Of course, a mountain of science has been done to investigate what might have made the Long Island Sound die-off so fast and so complete. Right away, people speculated that a temperature surge brought on by the storm might have been the problem. Scientists at the University of Connecticut identified a paramoeba infestation as the immediate cause of lobster mortality in samples they took. Fishermen also pointed to the fact that mosquito pesticides had been used heavily in New York because West Nile Virus had appeared shortly before the storm. Studies have not borne that theory out, although many still believe that pesticide runoff must have played a role in how quickly the lobsters went down.
The state’s supervising fisheries biologist, Colleen Bouffard, told ABC’s New Haven affiliate last week that there wasn’t one factor completely responsible for the die-off. But there is one thing everyone agrees on: lobsters are adapted for life in cold water, and the water temperatures in Long Island Sound have warmed to the point where lobsters can’t thrive there.
The next inshore lobster fishery going north and east from Long Island Sound is ours in Cape Cod Bay. The news from here isn’t good, either. Catches are down due to warming waters that are driving lobsters farther north. Nitrate runoff from the shore and algae blooms are also stressors. Many lobstermen here have moved their traps north to Stellwagen Bank or east on the backshore by Peaked Hill Bar.
Hypoxia is showing up here: low levels of dissolved oxygen creating dead zones, also referred to as “the blob.” Hypoxia has been the cause of two lobster die-offs here in 2019 and 2020.
This is a product of warming ocean water related to climate change. Researchers at Woods Hole explain it this way: As the surface waters have warmed, strong winds from the southwest have decreased, and winds from the northeast have increased substantially. This is making the bay more stratified, with surface water less likely to mix with colder, denser deep water. That sets up the conditions for algae blooms, and when the algae dies and microbes decompose it, that uses up the oxygen in the water.

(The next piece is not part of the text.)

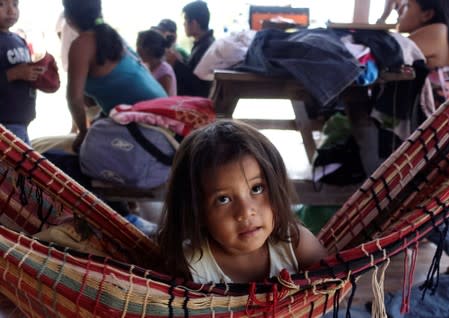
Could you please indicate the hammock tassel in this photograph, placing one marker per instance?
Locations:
(408, 279)
(378, 307)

But on the water, not everything fits the same pattern. Lobsterman Dana Pazolt told me that the low oxygen problem didn’t happen this year. Or at least the lobsters seem to have been able simply to avoid hypoxic areas. Pazolt watches the thermocline — the transition between warm and cold water — and said that this year the water stayed cooler, even at relatively shallow depths. “Warm water existed only down to 35 feet for most of the year this year,” Pazolt said.
I don’t know whether the Cape Cod Bay lobster fishery is following the same disastrous path as the Long Island Sound fishery, but it’s hard to be optimistic.